There are many things in the world that could make someone feel depressed. So how exactly can you combat this to feel happier? Art is fun whether you are doing it or watching it being done. But still, art has more benefits than just being exciting. In this informational article we are going to talk about the ways that art will help you deal with depression. 

What’s Art Therapy? 

You can explain this in many different ways. The easiest way to say it is that it’s just art only in a different therapeutic way. There isn’t really any need for you to go to a therapist to be able to experience the benefits. You can just try simple things at home like sketching, knitting, painting, or anything else that has to do with that. All that matters should be that you are absolutely comfortable with it. Click here for more information on this therapy. 

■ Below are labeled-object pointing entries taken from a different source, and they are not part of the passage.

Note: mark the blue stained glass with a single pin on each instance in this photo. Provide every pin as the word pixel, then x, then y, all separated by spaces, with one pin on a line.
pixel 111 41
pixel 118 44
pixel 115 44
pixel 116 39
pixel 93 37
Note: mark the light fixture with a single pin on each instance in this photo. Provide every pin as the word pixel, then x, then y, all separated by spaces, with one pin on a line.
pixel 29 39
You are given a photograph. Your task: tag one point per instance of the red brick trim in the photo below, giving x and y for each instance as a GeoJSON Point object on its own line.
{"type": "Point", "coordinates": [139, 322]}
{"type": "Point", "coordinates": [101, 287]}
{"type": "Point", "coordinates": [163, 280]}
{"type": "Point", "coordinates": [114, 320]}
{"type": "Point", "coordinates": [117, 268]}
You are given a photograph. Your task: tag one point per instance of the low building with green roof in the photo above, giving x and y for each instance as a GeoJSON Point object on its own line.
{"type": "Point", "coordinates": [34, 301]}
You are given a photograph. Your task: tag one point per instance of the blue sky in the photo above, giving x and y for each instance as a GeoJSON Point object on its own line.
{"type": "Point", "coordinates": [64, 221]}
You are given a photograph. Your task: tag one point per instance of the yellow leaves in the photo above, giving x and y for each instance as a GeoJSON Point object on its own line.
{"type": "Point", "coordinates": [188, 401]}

However, seeing a therapist might still be better as they will tell you the right activity you need for your condition. If you are able to do any of those activities with others, it is a lot better. This can help you develop relationships that might in turn help combat the depression. Despite these things being said, try it if you actually want to. Expressing yourself with the help of crafting can reveal some painful things. So if you’re not sure about it, that’s fine.    

Who Needs Art Therapy? 

Whoever feels a bit overwhelmed because of the outside world should try it out. Art will help you calm down to look into any problems that may be making you feel down. It helps people who have anxiety, grief, relationship problems and so on. You should be focusing on what it can do for you and not how the finished product looks. There isn’t any need to become an amazing artist but to discover things that were hidden. You just need to be willing to try it out.  

The Benefits  

Now that we have some things covered, we are going to dive into some of the benefits of depression art so you can decide if it’s something you’d like to go into. Here we go… 

Release of Emotion 

The best benefit this therapy has is helping you let go of every emotion. Some emotions like anger and sadness can’t be easily put into words. If you don’t know how to really express your feelings, but you want to let them go, artwork might be able to help you with that. 

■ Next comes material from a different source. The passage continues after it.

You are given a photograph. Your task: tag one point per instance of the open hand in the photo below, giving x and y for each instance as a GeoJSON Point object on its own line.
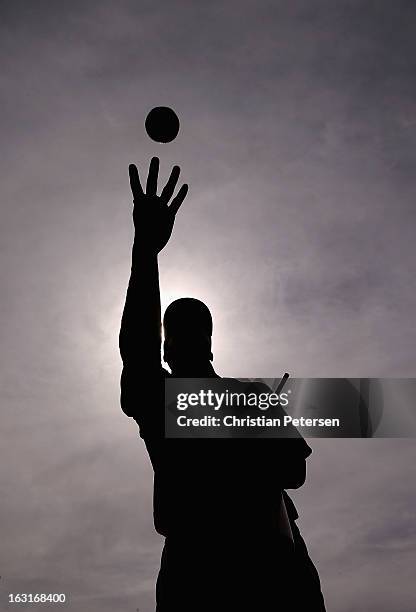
{"type": "Point", "coordinates": [152, 215]}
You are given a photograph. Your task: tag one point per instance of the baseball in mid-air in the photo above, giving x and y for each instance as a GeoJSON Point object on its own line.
{"type": "Point", "coordinates": [162, 124]}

Photo by Olya Kobruseva from Pexels

Relieves Any Stress 

Battling anxiety or emotional issues can stress your mind and body. Art helps you relax by relieving any stress. 

Increases Self-confidence  

Crafting things by yourself makes you feel accomplished. This can help you appreciate yourself more and gain confidence.  

Improves Your Mood 

Long ago, colonial women escaped from isolation by quilting bees. Craft competitions gave individuals purpose way back. These days, making scrapbooks gives some people a sort of pride of achievement. Evidence is being given on how crafting can help someone’s mood. For example, clay work effectively reduces any negative moods. And also, creativity helps people change the way they look at life, helping them develop positive emotions. 

Reduces Anxiety 

Anxiety has a lot to do with depression. Research shows that up to half of the people with depression also have anxiety disorder. A study also shows that crafts can decrease someone’s anxiety by helping them take their mind off the things that are bothering them. 

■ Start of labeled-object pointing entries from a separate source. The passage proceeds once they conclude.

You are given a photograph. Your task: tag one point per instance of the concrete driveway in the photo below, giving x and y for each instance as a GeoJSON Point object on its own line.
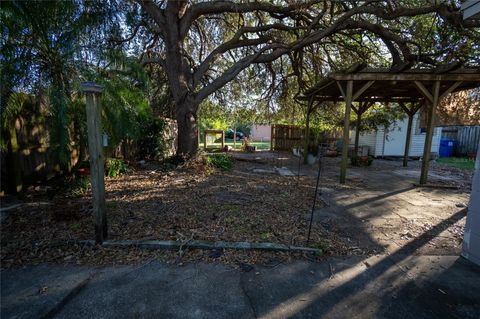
{"type": "Point", "coordinates": [386, 286]}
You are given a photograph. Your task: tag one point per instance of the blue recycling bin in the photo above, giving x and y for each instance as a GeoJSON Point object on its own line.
{"type": "Point", "coordinates": [447, 146]}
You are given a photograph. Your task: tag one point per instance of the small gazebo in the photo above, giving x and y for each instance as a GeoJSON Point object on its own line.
{"type": "Point", "coordinates": [411, 89]}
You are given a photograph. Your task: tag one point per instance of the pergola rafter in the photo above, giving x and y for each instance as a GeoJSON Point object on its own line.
{"type": "Point", "coordinates": [416, 87]}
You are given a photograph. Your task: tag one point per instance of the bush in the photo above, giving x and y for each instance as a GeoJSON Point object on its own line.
{"type": "Point", "coordinates": [115, 167]}
{"type": "Point", "coordinates": [151, 144]}
{"type": "Point", "coordinates": [221, 161]}
{"type": "Point", "coordinates": [75, 186]}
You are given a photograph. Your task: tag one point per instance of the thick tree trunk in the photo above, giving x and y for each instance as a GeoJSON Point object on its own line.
{"type": "Point", "coordinates": [186, 113]}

In addition, it allows them focus on other positive sides of their life. Focusing on an art project is somehow like meditation which helps manage anxiety. 

Can Make You Feel Happier 

Creating art releases dopamine. The chemical, dopamine, is released anytime we do a thing we take pleasure in, and makes us happier. Depressed people are basically lacking this. So, crafting has been known to help these kinds of people stimulate dopamine. Click this link for other benefits of art therapy.  


So, you’ve seen what art can do for youBut remember not to push yourself to do it too much if you aren’t sure. Because, like we said earlier, it could uncover some painful things. But if you are ready and open to learn new things about yourself, go ahead and give it a shot.